Should the FBI be permitted to impersonate the news media in order to nab criminals?

That’s the question being raised today after an analyst with the American Civil Liberties Union uncovered documents showing that the FBI created a fake online news story in 2007 under the guise of The Seattle Times, hoping the story would entice a teen bomb-threat suspect to click on the link, and as a result implant spyware, known as CIPAV software, on his computer.

The tactic worked when the story appeared in the suspect’s MySpace feed, leading to the arrest of a 15-year-old who had been threatening to blow up a high school near Olympia.

The only problem: The Seattle Times had no idea that the FBI created the fake URL, or that its brand was being used to implant spyware on the suspect’s computer  in a criminal investigation.

Washington state’s largest newspaper only found out about the practice today after it was disclosed in a lengthy document and discovered by the ACLU’s Christopher Soghoian, who called the practice “outrageous.”

The Seattle Times is not too happy about the FBI’s tactics, with editor Kathy Best telling The Stranger that they are “outraged that the FBI misappropriated the name of The Seattle Times to secretly install spyware on the computer of a crime suspect.”

seattletimes55-logo“Not only does that cross the line, it erases it,” Best said.

“Our reputation—and our ability to do our job as a government watchdog—is based on trust. And nothing is more fundamental to that trust than our independence from law enforcement, from government, from corporations and from all other special interests. The FBI’s actions, taken without our knowledge, traded on our reputation and put it at peril,” Best continued.

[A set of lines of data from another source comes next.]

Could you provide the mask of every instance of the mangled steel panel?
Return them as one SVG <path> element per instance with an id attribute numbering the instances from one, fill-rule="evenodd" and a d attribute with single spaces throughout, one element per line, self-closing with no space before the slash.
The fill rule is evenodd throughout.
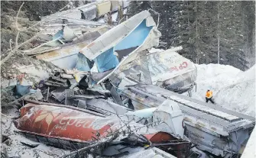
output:
<path id="1" fill-rule="evenodd" d="M 68 9 L 68 10 L 63 11 L 60 12 L 54 13 L 54 14 L 43 17 L 42 20 L 53 19 L 53 18 L 54 19 L 57 17 L 60 17 L 60 16 L 63 16 L 65 18 L 80 19 L 81 18 L 80 10 L 84 11 L 84 10 L 86 10 L 86 8 L 89 9 L 92 8 L 92 6 L 96 6 L 96 2 L 92 2 L 92 3 L 86 4 L 85 5 L 80 6 L 79 8 L 76 8 L 73 9 Z M 89 20 L 92 20 L 92 18 L 89 19 Z"/>
<path id="2" fill-rule="evenodd" d="M 115 131 L 121 127 L 125 130 L 129 122 L 131 131 L 143 134 L 151 142 L 173 140 L 167 133 L 148 128 L 142 124 L 127 120 L 126 117 L 105 117 L 102 114 L 62 105 L 34 101 L 22 107 L 21 117 L 15 121 L 16 127 L 23 133 L 37 136 L 66 140 L 81 143 L 95 140 L 99 133 L 105 137 L 110 130 Z M 121 121 L 120 119 L 122 119 Z"/>
<path id="3" fill-rule="evenodd" d="M 136 85 L 122 92 L 138 102 L 138 108 L 157 107 L 168 98 L 177 102 L 184 114 L 184 134 L 197 148 L 221 156 L 238 153 L 255 119 L 238 112 L 206 104 L 151 85 Z M 133 104 L 137 106 L 137 104 Z M 134 108 L 136 108 L 134 107 Z"/>
<path id="4" fill-rule="evenodd" d="M 111 2 L 111 11 L 115 11 L 118 10 L 118 5 L 122 5 L 121 1 L 110 1 Z"/>
<path id="5" fill-rule="evenodd" d="M 130 37 L 133 37 L 134 35 L 137 35 L 137 37 L 139 38 L 139 41 L 135 43 L 135 46 L 139 46 L 141 44 L 141 42 L 143 42 L 145 39 L 141 39 L 142 37 L 139 37 L 141 34 L 135 34 L 133 32 L 134 29 L 137 28 L 138 25 L 141 24 L 140 28 L 138 28 L 138 31 L 141 31 L 141 29 L 143 29 L 143 31 L 147 31 L 147 33 L 143 34 L 144 35 L 148 35 L 148 31 L 147 27 L 153 27 L 154 24 L 151 24 L 151 25 L 144 25 L 144 24 L 141 24 L 143 21 L 149 21 L 151 20 L 151 14 L 147 11 L 141 11 L 141 13 L 138 13 L 135 15 L 134 16 L 129 18 L 125 22 L 118 24 L 118 26 L 115 27 L 114 28 L 111 29 L 105 34 L 104 34 L 102 36 L 101 36 L 99 38 L 93 41 L 92 44 L 90 44 L 89 46 L 86 47 L 85 48 L 82 49 L 80 50 L 80 53 L 83 53 L 88 59 L 90 60 L 94 60 L 99 55 L 103 53 L 105 50 L 109 50 L 110 48 L 118 45 L 119 43 L 123 41 L 125 37 L 127 37 L 127 36 L 131 33 L 132 35 Z M 153 21 L 154 22 L 154 21 Z M 146 29 L 146 30 L 144 30 Z M 151 29 L 151 28 L 150 28 Z M 130 37 L 127 37 L 125 39 L 129 40 L 129 41 L 132 41 L 134 39 L 131 39 Z M 135 40 L 137 41 L 137 40 Z M 133 41 L 134 43 L 134 41 Z M 155 45 L 157 45 L 157 44 L 155 44 Z M 125 43 L 121 43 L 118 45 L 120 47 L 122 46 L 125 47 Z M 135 47 L 134 46 L 134 47 Z M 119 49 L 120 49 L 119 47 Z M 131 45 L 130 44 L 130 47 L 131 47 Z M 128 47 L 124 47 L 122 49 L 127 49 Z"/>
<path id="6" fill-rule="evenodd" d="M 190 60 L 175 52 L 181 49 L 179 47 L 154 53 L 141 51 L 138 59 L 121 65 L 115 72 L 115 77 L 118 78 L 118 73 L 124 73 L 138 82 L 157 85 L 175 92 L 190 90 L 195 85 L 196 68 Z"/>
<path id="7" fill-rule="evenodd" d="M 175 49 L 151 53 L 147 55 L 147 59 L 153 84 L 156 84 L 157 82 L 167 81 L 191 71 L 195 73 L 191 79 L 195 81 L 196 79 L 194 64 L 190 60 L 176 53 Z M 169 83 L 170 84 L 171 82 Z"/>
<path id="8" fill-rule="evenodd" d="M 103 1 L 97 3 L 98 14 L 97 17 L 101 17 L 110 11 L 111 2 L 109 1 Z"/>
<path id="9" fill-rule="evenodd" d="M 64 107 L 28 103 L 21 108 L 21 118 L 15 121 L 17 128 L 28 133 L 79 142 L 92 141 L 116 121 Z M 94 134 L 93 134 L 94 133 Z"/>
<path id="10" fill-rule="evenodd" d="M 83 11 L 85 20 L 92 20 L 97 18 L 97 6 L 91 5 L 88 8 L 78 8 Z"/>
<path id="11" fill-rule="evenodd" d="M 79 50 L 87 46 L 95 39 L 97 39 L 109 29 L 109 27 L 105 26 L 99 27 L 99 28 L 92 29 L 91 32 L 86 32 L 78 37 L 71 44 L 63 44 L 61 47 L 51 49 L 49 49 L 49 47 L 44 49 L 42 47 L 42 49 L 30 52 L 29 54 L 42 53 L 37 55 L 36 58 L 50 62 L 63 69 L 73 69 L 76 67 L 81 69 L 83 71 L 89 70 L 89 68 L 83 68 L 88 64 L 83 64 L 85 61 L 83 56 L 77 56 Z"/>
<path id="12" fill-rule="evenodd" d="M 115 72 L 121 65 L 137 59 L 139 52 L 157 46 L 160 36 L 160 33 L 157 31 L 151 14 L 144 11 L 109 31 L 79 52 L 89 60 L 94 60 L 98 67 L 100 65 L 110 64 L 106 65 L 104 69 L 98 69 L 99 73 L 111 69 L 115 69 Z M 112 56 L 109 56 L 110 59 L 105 60 L 104 54 Z M 102 64 L 103 63 L 105 64 Z M 109 77 L 113 72 L 98 83 Z"/>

The FBI, for its part, is standing by the practice.

“Every effort we made in this investigation had the goal of preventing a tragic event like what happened at Marysville and Seattle Pacific University,” the FBI’s Frank Montoya Jr. told The Seattle Times. “We identified a specific subject of an investigation and used a technique that we deemed would be effective in preventing a possible act of violence in a school setting.”